Lower costs, higher revenues

Anticipating and planning interventions gives an operational advantage to maintenance managers. They can smooth out and coordinate the activities of their technicians and subcontractors. Interventions can be organized during off-peak periods, limiting the impact in case of deterioration of the current quality of service.
Therefore, it is possible to plan maintenance campaigns by sector or functional area. This directly improves the quality of the verification controls due to two factors:

  • by the repetitiveness of the points to be checked,
  • by a more important intervention time thanks to the geographical concentration of the sites to be checked reducing the travel times.

The geographical concentration also increases the ratio of productive time to travel time. Also, as the interventions are planned during off-peak periods, the loss of income is low. It is even very low compared to an unplanned intervention, which would be a reaction to an identified problem.
The financial consequence is immediate, both in terms of reduced operational costs and maintaining normal revenues when the service is available.

Planned and predictive maintenance

The data collected and associated with the manufacturer’s nominal data helps to predict the occurrence of the next breakdowns. In this way, it is possible to adapt changes or predictive maintenance, planned before the breakdowns. Each new data obtained completes the information base and gives the opportunity to further refine and adapt the execution of maintenance plans.
This is how, depending on the achievement of predetermined indicators (an hourly level, a temperature level, or the number of cycles for example), a specific maintenance action can be triggered and executed. This is done even if there is no failure at the moment.

Adopt a lean approach

Data processing awareness can be achieved through a lean management approach. This aims to determine the key data after having clearly defined the objectives, to organize their collection according to the solutions available, and to ensure the analysis of the gaps with the targeted situation. Based on the measurements observed and in iterative phases, it is possible to carry out improvement plans on:

  • the accuracy of the data collected,
  • the intervention processes by involving the users,
  • the formulation and implementation of functional standards.

This list is not exhaustive and other complementary approaches can facilitate the achievement of the expected objectives.

Adapting stocks according to the actual state of the equipment

The planning of the interventions having each one a defined modus operandi and a listing of pre-determined material (BOQ), which brings visibility in time of the necessary equipment. Target stock levels can be determined for all equipment and adapted according to actual field information. Equipment failure is no longer the norm but becomes the exception. Potentially defective equipment or the cause of the failure has been replaced before the problem occurs. The rate of over-breakdowns (collateral victim) corresponding to equipment deterioration following the failure of another upstream equipment is strongly reduced. The variety of spare parts to be kept in stock is then reduced.

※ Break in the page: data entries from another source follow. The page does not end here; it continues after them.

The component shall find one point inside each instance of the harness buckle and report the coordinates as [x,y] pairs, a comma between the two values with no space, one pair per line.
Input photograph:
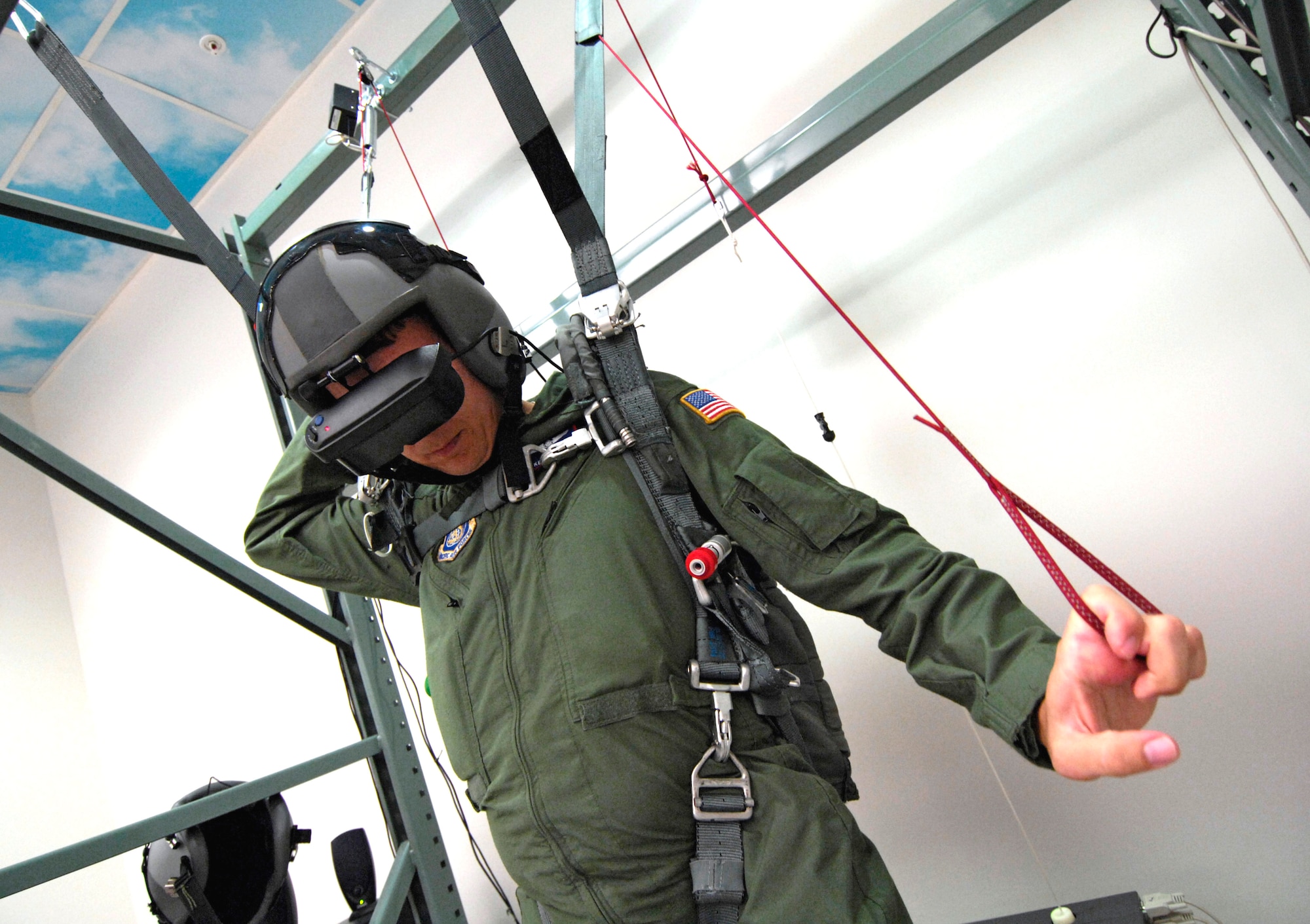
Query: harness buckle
[741,782]
[607,313]
[535,485]
[607,449]
[694,671]
[370,534]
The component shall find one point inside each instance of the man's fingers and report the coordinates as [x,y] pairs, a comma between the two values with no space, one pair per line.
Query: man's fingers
[1176,654]
[1085,757]
[1198,644]
[1126,629]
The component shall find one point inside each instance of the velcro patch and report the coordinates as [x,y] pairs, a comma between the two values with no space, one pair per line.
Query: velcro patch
[457,540]
[708,406]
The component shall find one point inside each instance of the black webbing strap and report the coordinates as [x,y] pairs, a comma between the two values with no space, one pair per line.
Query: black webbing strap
[84,92]
[593,262]
[719,875]
[488,496]
[719,871]
[200,912]
[719,878]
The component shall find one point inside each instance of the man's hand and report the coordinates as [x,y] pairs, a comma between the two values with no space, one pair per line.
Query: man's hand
[1101,694]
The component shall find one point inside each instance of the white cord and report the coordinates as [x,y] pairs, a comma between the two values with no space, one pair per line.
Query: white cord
[1218,41]
[1015,812]
[1205,913]
[1296,241]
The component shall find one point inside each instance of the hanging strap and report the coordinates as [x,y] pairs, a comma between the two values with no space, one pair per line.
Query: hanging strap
[84,92]
[593,262]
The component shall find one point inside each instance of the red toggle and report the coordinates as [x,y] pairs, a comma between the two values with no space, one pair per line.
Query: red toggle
[702,563]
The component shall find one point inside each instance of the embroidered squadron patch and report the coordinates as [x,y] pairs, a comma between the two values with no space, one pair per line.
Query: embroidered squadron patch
[709,406]
[457,540]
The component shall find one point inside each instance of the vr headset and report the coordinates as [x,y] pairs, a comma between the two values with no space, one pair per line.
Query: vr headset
[329,295]
[392,409]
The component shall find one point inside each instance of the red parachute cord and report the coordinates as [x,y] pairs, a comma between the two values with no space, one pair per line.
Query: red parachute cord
[390,124]
[1015,506]
[695,166]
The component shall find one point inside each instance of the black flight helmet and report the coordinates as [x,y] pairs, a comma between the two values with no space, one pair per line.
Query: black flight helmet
[231,870]
[333,292]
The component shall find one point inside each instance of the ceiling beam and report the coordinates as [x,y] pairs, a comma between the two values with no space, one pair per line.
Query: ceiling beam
[94,224]
[898,80]
[1265,117]
[426,59]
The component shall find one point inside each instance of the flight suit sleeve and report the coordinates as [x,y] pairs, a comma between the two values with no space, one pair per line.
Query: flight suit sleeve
[961,630]
[305,528]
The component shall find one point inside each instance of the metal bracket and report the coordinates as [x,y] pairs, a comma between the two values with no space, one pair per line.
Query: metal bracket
[607,312]
[741,782]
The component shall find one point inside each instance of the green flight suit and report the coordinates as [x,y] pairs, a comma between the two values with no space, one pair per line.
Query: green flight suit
[557,647]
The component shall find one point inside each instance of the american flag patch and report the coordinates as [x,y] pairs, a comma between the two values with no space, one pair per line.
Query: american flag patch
[709,406]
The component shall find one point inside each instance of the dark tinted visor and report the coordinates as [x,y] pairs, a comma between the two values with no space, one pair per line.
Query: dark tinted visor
[392,409]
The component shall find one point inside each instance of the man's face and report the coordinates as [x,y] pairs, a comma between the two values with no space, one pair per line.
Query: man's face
[464,443]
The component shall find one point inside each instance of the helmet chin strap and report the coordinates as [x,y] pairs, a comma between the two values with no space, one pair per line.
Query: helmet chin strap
[508,445]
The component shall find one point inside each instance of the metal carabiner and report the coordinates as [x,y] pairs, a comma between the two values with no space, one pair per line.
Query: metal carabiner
[741,782]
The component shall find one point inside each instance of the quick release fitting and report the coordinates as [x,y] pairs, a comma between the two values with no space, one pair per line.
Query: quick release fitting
[704,561]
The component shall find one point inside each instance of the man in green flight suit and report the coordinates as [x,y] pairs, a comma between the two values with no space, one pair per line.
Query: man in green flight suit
[559,629]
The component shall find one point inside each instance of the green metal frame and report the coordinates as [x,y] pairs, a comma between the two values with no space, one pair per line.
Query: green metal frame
[590,103]
[94,224]
[417,68]
[946,46]
[898,80]
[387,740]
[132,837]
[1263,110]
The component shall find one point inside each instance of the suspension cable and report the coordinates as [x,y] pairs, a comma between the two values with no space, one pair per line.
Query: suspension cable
[1015,506]
[392,126]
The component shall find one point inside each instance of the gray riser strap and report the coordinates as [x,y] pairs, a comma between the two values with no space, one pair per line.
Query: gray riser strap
[84,92]
[593,262]
[487,498]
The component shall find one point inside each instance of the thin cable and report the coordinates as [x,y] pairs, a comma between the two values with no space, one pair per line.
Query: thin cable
[1287,227]
[407,682]
[1240,21]
[1012,503]
[1161,17]
[1208,914]
[383,106]
[695,166]
[1015,812]
[1218,41]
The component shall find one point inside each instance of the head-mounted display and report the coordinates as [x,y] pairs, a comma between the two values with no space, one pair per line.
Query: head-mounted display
[329,296]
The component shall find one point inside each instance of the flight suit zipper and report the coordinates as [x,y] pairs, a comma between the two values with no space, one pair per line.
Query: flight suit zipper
[539,821]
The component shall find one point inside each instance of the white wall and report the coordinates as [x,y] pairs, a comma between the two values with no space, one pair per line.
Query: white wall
[1063,250]
[52,791]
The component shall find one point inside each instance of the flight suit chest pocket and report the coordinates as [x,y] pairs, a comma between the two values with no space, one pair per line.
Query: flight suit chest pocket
[793,506]
[443,599]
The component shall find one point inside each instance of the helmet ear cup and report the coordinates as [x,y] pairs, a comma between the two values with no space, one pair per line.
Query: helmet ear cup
[238,860]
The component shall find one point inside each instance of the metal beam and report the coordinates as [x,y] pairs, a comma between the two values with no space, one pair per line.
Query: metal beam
[426,59]
[94,224]
[132,837]
[590,103]
[1284,35]
[112,499]
[392,898]
[1246,94]
[898,80]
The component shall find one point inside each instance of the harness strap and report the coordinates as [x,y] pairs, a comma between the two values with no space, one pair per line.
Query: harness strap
[593,262]
[488,496]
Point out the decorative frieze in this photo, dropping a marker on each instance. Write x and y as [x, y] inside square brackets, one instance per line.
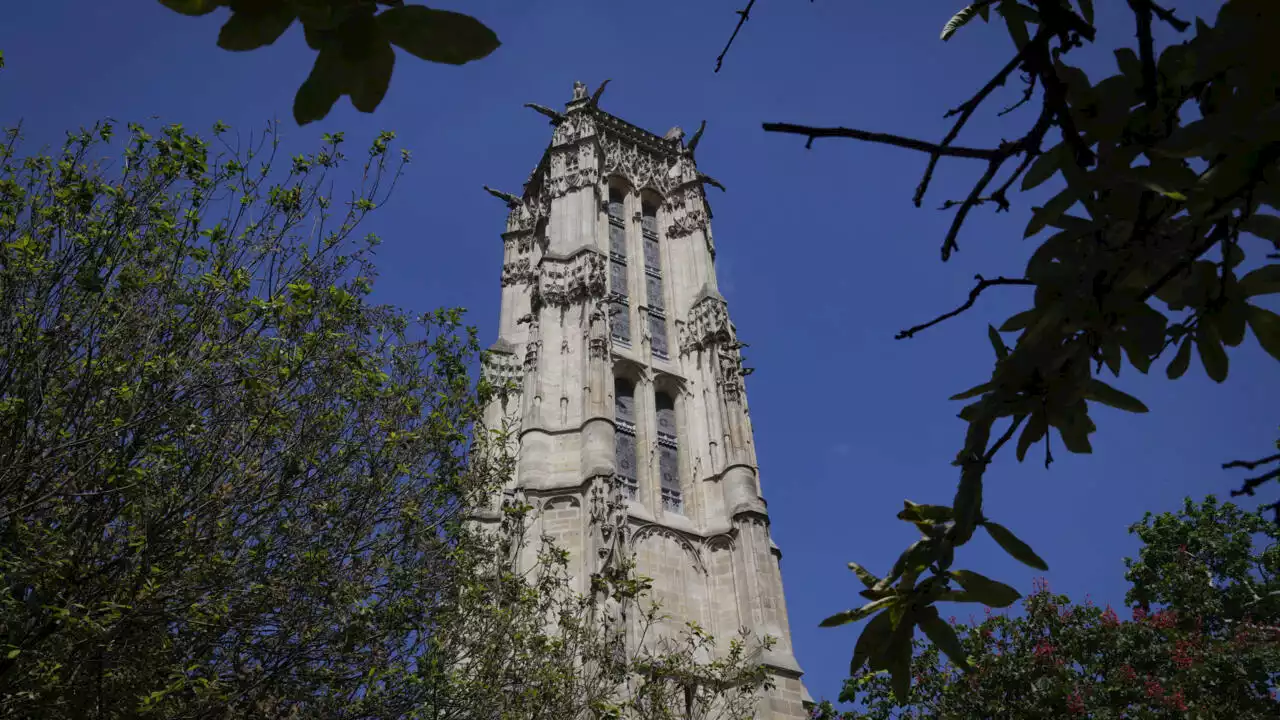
[563, 281]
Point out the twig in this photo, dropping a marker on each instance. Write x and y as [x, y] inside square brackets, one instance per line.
[885, 139]
[1251, 464]
[967, 109]
[743, 16]
[983, 283]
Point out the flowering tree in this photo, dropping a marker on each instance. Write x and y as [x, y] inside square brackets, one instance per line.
[1201, 638]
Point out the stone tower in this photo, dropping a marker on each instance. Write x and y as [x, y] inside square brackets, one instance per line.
[630, 411]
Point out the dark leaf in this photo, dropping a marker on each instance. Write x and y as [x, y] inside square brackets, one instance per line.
[1056, 205]
[1182, 360]
[997, 343]
[863, 574]
[1101, 392]
[321, 89]
[1264, 281]
[984, 589]
[1015, 547]
[858, 614]
[255, 26]
[1266, 327]
[1033, 432]
[945, 637]
[438, 36]
[1212, 356]
[872, 641]
[914, 513]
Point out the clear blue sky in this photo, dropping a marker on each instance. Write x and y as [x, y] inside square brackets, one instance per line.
[821, 254]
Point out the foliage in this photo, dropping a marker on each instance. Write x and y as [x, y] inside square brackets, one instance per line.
[227, 479]
[353, 40]
[1156, 244]
[1203, 639]
[520, 643]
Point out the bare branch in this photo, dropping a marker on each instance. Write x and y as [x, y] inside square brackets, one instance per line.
[743, 16]
[885, 139]
[983, 283]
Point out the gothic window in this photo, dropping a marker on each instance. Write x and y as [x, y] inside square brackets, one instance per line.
[668, 454]
[658, 333]
[653, 279]
[625, 436]
[620, 304]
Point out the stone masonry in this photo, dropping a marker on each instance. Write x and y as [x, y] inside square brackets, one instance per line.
[629, 401]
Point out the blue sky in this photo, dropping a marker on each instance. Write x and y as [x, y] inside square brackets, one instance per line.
[821, 254]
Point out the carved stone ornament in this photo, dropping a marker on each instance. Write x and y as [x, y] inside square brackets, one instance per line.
[563, 281]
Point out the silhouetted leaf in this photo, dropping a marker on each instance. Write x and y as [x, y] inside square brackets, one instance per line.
[321, 89]
[1033, 432]
[1101, 392]
[255, 26]
[872, 642]
[1182, 360]
[984, 589]
[193, 7]
[439, 36]
[856, 614]
[1266, 327]
[997, 343]
[1264, 281]
[1015, 547]
[1045, 165]
[945, 637]
[1212, 356]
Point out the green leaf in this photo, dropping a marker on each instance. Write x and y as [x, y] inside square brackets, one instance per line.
[858, 614]
[1045, 165]
[1266, 327]
[972, 392]
[1182, 360]
[871, 643]
[1086, 10]
[941, 633]
[997, 343]
[1042, 217]
[255, 26]
[1019, 550]
[984, 589]
[914, 513]
[321, 89]
[438, 36]
[1212, 356]
[193, 7]
[1264, 281]
[863, 574]
[1019, 320]
[1033, 432]
[1101, 392]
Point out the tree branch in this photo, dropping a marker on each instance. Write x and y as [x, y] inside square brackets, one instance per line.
[983, 283]
[743, 16]
[885, 139]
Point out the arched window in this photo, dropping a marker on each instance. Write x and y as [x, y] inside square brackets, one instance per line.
[668, 454]
[653, 278]
[625, 436]
[620, 305]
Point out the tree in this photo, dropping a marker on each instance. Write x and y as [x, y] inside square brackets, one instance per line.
[353, 41]
[1203, 639]
[231, 486]
[1156, 242]
[227, 479]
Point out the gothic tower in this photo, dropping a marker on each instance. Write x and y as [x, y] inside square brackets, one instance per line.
[629, 377]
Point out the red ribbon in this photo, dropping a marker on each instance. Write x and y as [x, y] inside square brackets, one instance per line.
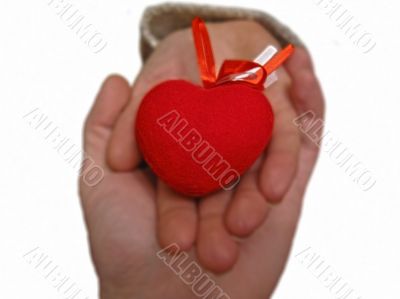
[243, 71]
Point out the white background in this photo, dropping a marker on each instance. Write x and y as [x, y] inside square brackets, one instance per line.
[43, 64]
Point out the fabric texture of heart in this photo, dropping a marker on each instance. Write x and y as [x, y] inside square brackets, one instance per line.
[200, 140]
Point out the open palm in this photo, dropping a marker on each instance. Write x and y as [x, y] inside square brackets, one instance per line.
[129, 214]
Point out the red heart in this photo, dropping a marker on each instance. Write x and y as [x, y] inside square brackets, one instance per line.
[200, 140]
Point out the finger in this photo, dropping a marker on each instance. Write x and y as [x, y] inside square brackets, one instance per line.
[305, 91]
[248, 208]
[279, 166]
[177, 218]
[110, 101]
[216, 248]
[123, 153]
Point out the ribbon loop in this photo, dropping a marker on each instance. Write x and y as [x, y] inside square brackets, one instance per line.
[243, 71]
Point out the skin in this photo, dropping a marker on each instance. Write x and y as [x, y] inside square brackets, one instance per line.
[241, 237]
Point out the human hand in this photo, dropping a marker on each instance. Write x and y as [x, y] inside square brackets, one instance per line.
[125, 211]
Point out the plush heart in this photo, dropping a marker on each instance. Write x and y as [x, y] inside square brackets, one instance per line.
[199, 140]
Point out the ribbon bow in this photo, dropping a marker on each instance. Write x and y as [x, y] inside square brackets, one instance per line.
[248, 72]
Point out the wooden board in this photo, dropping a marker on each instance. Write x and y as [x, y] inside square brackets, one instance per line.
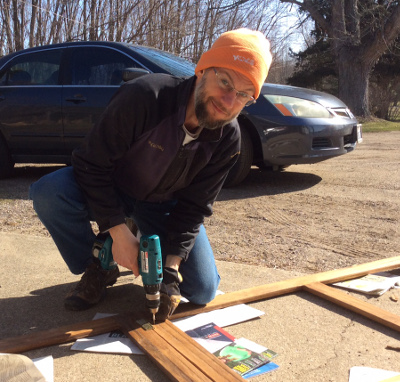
[179, 356]
[165, 347]
[279, 288]
[354, 304]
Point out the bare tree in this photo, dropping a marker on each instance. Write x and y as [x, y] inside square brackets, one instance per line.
[356, 46]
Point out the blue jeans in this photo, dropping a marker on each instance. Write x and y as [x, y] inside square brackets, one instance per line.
[61, 206]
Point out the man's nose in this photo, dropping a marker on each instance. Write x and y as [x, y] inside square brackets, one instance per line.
[229, 98]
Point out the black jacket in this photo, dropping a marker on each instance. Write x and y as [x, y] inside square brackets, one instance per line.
[137, 148]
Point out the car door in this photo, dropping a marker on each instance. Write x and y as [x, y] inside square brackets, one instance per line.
[95, 74]
[30, 103]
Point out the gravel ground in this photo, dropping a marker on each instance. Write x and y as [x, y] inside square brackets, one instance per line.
[309, 218]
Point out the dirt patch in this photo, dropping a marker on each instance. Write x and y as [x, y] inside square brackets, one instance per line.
[309, 218]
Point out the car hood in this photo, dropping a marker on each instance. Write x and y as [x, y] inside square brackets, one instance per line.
[325, 99]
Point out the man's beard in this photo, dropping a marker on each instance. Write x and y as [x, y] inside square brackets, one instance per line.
[202, 115]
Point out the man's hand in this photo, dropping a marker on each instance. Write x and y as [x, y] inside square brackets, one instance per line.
[125, 247]
[170, 295]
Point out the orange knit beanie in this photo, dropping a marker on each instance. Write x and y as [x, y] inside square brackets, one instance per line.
[243, 50]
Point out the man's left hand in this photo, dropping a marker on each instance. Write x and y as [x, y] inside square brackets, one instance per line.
[170, 295]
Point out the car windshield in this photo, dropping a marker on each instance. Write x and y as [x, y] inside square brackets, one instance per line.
[173, 64]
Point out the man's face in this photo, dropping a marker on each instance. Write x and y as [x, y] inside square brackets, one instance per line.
[214, 105]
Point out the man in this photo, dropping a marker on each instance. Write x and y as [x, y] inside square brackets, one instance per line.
[159, 155]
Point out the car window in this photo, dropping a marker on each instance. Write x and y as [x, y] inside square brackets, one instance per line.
[99, 66]
[171, 63]
[38, 68]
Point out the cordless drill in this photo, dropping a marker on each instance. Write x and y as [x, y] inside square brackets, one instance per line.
[150, 265]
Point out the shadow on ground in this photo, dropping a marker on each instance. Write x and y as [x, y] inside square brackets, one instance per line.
[264, 182]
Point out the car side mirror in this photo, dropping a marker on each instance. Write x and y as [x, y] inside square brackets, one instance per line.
[132, 73]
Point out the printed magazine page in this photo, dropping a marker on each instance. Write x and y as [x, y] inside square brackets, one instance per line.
[242, 356]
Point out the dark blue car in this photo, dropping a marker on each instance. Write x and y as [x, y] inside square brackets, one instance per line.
[50, 96]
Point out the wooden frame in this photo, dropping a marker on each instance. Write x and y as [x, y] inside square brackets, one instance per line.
[167, 346]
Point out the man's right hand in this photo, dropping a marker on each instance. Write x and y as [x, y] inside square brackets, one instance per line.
[125, 247]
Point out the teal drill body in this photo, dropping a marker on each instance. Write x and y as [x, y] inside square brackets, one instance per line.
[150, 265]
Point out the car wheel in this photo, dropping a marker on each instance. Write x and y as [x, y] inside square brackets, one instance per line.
[243, 165]
[6, 163]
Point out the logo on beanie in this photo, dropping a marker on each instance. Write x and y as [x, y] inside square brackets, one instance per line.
[243, 59]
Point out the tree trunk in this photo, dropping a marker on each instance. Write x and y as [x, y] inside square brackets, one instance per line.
[353, 74]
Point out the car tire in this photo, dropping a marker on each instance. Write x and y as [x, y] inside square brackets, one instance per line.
[243, 165]
[6, 163]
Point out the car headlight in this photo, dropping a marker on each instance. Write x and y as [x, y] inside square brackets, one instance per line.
[297, 107]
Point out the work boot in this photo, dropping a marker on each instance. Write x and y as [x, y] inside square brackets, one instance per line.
[92, 287]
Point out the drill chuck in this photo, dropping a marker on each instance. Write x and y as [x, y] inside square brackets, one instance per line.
[150, 268]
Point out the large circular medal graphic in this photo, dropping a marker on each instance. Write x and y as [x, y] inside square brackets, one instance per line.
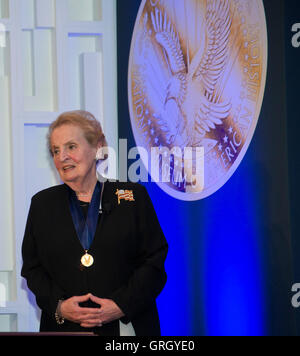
[197, 73]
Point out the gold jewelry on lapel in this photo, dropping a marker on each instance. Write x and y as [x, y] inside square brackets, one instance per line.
[125, 195]
[87, 260]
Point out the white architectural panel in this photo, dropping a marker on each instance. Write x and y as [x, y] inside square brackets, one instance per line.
[57, 55]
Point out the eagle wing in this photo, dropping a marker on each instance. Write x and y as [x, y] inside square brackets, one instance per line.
[169, 40]
[212, 65]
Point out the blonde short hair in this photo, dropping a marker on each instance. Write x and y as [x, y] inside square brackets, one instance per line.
[86, 121]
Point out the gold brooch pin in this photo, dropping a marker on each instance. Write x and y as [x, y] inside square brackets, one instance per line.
[125, 195]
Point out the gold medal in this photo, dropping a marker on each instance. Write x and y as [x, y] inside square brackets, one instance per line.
[87, 260]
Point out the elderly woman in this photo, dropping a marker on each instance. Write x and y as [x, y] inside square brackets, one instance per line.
[93, 253]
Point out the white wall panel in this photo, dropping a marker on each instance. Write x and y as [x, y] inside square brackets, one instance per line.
[57, 55]
[85, 10]
[4, 9]
[6, 189]
[45, 13]
[78, 45]
[93, 84]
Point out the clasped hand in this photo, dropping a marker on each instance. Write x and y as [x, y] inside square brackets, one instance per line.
[90, 317]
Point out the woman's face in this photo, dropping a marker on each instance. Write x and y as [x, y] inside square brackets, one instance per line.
[73, 156]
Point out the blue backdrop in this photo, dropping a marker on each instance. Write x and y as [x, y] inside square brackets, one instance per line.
[231, 264]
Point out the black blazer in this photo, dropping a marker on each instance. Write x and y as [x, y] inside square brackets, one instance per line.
[129, 250]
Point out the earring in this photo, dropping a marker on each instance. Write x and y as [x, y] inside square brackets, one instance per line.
[98, 155]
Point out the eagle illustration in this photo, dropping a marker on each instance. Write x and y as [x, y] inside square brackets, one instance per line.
[192, 88]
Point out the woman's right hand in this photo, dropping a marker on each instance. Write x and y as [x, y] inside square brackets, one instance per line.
[89, 317]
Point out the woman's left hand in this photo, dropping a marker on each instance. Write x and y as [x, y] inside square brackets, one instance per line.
[109, 311]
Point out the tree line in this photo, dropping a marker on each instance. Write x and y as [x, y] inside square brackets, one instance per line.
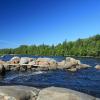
[81, 47]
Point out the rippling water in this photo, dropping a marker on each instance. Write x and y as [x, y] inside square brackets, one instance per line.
[85, 80]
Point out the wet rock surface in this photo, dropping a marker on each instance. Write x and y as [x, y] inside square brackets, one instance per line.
[50, 93]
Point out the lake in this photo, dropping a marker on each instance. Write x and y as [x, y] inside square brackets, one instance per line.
[85, 80]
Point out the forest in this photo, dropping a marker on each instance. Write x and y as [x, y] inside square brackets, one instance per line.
[81, 47]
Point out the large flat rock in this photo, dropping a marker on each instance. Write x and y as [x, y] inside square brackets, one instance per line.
[55, 93]
[18, 93]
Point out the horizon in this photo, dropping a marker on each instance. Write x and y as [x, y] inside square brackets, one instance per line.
[28, 22]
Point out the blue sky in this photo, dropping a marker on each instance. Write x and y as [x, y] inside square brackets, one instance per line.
[47, 21]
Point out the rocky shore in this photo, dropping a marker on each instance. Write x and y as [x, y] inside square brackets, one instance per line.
[33, 64]
[50, 93]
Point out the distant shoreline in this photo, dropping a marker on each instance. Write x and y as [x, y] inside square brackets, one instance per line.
[52, 56]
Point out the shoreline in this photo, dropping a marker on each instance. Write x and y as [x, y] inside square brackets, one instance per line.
[1, 55]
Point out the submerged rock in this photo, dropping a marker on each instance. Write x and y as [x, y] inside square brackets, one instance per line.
[55, 93]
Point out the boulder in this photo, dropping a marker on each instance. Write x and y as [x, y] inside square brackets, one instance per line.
[72, 61]
[46, 62]
[32, 63]
[18, 93]
[82, 66]
[2, 70]
[15, 60]
[2, 62]
[55, 93]
[97, 67]
[25, 60]
[62, 63]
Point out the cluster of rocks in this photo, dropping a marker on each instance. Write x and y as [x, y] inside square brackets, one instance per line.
[50, 93]
[26, 63]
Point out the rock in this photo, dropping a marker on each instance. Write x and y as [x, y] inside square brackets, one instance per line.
[46, 62]
[18, 93]
[97, 67]
[82, 66]
[15, 60]
[25, 60]
[72, 69]
[32, 63]
[72, 61]
[2, 62]
[55, 93]
[2, 70]
[62, 63]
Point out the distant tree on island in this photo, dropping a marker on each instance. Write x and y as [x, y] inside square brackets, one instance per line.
[81, 47]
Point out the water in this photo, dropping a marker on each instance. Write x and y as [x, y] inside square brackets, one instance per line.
[85, 80]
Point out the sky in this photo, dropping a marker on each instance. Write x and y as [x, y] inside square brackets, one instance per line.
[27, 22]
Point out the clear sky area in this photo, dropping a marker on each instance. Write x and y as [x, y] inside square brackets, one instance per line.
[47, 21]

Organize a coherent, efficient, and profitable supply chain

Urgency is no longer the rule, so many ways of improving supply chain performance in its entirety are possible. The predictability of demand allows the organization of a structured and consolidated supply chain at each stage.

Finding the balance

The targeted logistical optimization following the implementation of preventive, predictive, or planned maintenance must be justified. The temptation of an overperforming system is high when such global approaches are initiated. Theoretically, it is attractive. But the reality can be much more complex and costly.
So, do the few percent performance gains expected to justify the consequences of over-processing operations? The identification of the added value, a lean management fundamental, is essential to find the right balance between the cost (financial, human, organizational), the inherent risks, and the targeted performance. It is sometimes necessary to accept that the “perfect” can be the enemy of the better.